/ 29 April 2011

Shortage of resources, not language teachers

Shortage Of Resources

I was bothered by your description in a recent editorial of the minister of higher education’s suggestion that all South African university students should learn at least one African language as part of their university curriculum as “nonsense”.

This has become predictable in our society. Every time there is a proposal to elevate, promote or prescribe African languages, many non-African language speakers and some African-language speakers immediately shoot it down.

It is, of course, the Mail & Guardian‘s (and anyone’s) right to voice an opinion, but the statement that there are not enough qualified or skilled staff members to teach African languages at university is not true. There is no shortage of “qualified” African-language lecturers in South Africa.

On the other hand, the numbers of students who study African languages at university have dwindled, resulting in some universities closing the departments. Others have whittled down the numbers of African languages or programmes they offer and some lecturers in African languages have been retrained in other courses and/or redirected to other fields.

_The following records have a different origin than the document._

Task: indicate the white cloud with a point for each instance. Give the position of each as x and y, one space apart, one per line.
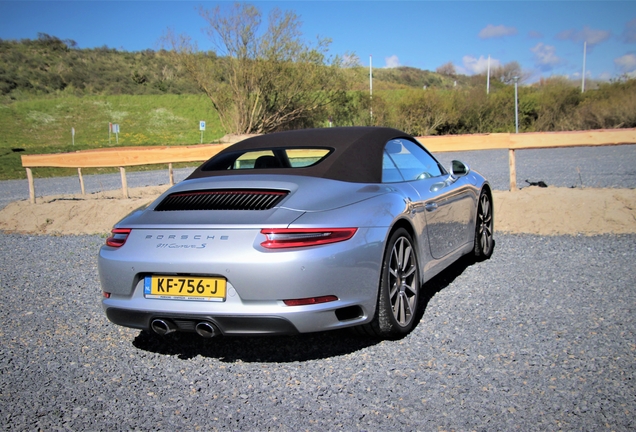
491 31
392 61
629 35
626 63
479 65
535 35
545 57
589 35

Qualified African-language lecturers and professors are not even exclusively African first-language speakers. A number of them are Afrikaans first-language speakers, for instance. Last year, Rhodes University academics Russell H Kaschula and Thandeka Mapi wrote in the M&G about their language programmes and referred to modernising African languages.

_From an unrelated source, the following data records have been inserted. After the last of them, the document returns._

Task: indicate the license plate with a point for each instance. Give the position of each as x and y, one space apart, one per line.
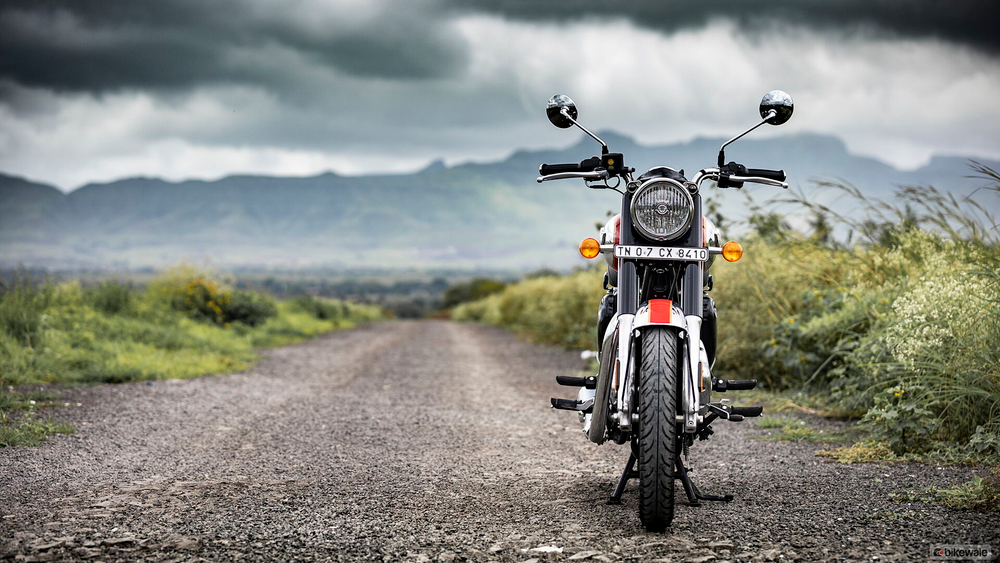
662 253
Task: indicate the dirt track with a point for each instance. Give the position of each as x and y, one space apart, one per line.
425 441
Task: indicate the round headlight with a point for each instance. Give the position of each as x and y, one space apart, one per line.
662 209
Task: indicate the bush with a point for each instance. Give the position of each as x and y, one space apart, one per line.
21 308
111 297
901 330
553 310
248 308
203 299
323 309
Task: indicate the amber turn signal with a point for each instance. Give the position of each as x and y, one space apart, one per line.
732 251
590 248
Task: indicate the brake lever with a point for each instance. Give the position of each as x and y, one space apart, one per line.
758 180
588 176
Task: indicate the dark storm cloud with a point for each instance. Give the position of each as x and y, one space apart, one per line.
112 44
966 22
69 45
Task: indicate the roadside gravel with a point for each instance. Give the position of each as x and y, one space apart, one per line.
426 441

What is true is that the teaching of these languages has not kept up with developments in language teaching and bodies such as the Pan South African Language Board, tasked in the Constitution with developing and promoting these languages, have not done enough or have not had the necessary support from the government.

What the minister should be asked is what resources he is making available to universities in this regard and what measures he has taken to advance the proposals in the government’s 2001 Language Policy Framework for South African Higher Education.

Proposing that undergraduate students learn a new language is not as preposterous as it is made out to be — and it would not be a South African invention either.

I know that some universities in the United States require first-year undergraduate students to take one foreign language as part of their ­general education curriculum.